About Kimber Plemons:
When the events of a clear sunny Sunday needed to be thoughtfully documented, I began writing with purpose. When the words got to the paper, a life lesson was revealed. This event, because it happened in the family ropin’ pen, caused the words to be influenced by guys like, Mr. Baxter Black, Mr. Waddie Mitchell and others. The words began rhyming from the bottom of the page and worked their way up. Not very long after that, other true life stories began finding their way to the paper. Each of them had their own lines to laugh with or moral to ponder. Suddenly, I became a cowgirl poet, but only I know it.
So excited with the words on the page, I shared them with the man of my dreams. "That’s nice honey, what’s for dinner?" So much for the resounding response I was expecting! My mother, hearing these words, swelled with pride, not for the first time in my life, but now for the poet that she bore. Her unrelenting question to me became, "What are you going to do with that?"

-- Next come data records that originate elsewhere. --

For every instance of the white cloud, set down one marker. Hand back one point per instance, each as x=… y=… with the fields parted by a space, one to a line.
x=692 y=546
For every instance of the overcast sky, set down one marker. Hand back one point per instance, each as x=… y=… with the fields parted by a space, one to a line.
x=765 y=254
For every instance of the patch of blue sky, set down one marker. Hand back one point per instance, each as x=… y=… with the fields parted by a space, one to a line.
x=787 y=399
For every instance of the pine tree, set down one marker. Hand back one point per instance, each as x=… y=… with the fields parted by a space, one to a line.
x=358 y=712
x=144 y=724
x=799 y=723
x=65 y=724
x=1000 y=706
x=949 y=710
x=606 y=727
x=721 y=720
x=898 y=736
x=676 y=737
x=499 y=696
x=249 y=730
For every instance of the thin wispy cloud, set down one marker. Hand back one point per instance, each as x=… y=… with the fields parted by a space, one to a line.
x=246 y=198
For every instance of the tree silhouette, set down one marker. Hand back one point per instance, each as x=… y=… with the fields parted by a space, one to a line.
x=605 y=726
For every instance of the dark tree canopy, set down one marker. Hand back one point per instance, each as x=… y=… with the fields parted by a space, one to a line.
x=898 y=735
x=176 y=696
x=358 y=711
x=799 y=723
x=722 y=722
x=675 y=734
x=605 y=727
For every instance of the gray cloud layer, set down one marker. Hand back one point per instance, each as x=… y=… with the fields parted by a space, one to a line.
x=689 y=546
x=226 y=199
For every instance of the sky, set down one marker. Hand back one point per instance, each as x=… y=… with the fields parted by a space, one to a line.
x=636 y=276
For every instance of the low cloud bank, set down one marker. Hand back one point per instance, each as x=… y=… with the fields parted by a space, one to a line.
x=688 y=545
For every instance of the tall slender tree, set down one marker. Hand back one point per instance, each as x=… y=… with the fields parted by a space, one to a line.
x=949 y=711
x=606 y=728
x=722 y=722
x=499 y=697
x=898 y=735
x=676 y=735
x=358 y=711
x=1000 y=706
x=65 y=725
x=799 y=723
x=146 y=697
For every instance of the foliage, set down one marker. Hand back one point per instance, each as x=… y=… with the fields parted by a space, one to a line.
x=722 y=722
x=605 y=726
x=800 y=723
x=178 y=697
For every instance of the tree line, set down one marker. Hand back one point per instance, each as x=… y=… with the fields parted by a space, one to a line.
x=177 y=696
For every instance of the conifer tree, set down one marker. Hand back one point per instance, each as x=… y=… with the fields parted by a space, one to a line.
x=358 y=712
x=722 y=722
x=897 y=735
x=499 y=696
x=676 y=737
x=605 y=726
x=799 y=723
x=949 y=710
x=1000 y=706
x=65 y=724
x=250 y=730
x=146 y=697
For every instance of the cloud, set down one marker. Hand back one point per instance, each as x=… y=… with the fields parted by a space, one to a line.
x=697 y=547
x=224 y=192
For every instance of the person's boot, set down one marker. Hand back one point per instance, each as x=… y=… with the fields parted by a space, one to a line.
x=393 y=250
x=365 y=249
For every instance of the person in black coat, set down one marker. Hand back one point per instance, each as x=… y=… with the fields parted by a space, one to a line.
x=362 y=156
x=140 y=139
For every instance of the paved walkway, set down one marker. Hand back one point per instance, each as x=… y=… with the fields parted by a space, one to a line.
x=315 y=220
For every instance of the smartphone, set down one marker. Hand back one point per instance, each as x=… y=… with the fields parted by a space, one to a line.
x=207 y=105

My page of rhyming words surprised my closest friends too. Invitations to recite these words around the campfire began to come. That is when the confidence began to leave! The pages were soon placed in sheet protectors, securely clicked into a three ring binder and stored away. This cowardly action though, failed to prevent the flow of ideas which came from the (sometimes) ironic nature of the events or people around me. For example, the time that man of mine decided to take a ride at ten o’clock one Saturday night, or when things went really western on a New Year’s Day ride. The encouragement, from those I dared share the stories with, finally led to a very special Fall evening around a campfire where forty or so tired trail riders gathered to listen to my brand of cowgirl poetry. The applause and laughter surprised and moved me.
In addition to my love of words, I am Tom’s wife, Weston’s mom, Jackie and Danny’s daughter, Pa and G. Deenie’s granddaughter, a paint gelding’s rider, several riding student’s coach, one of Indiana’s 4-H and Open horse show judges, a board member for The Special Olympics-Equestrian, a not-very-many-awards-winning horse trainer, one of the school’s substitute teachers, the subject of several loving friends’ informal fan club and now an honored cowgirl poet from Roachdale, Indiana.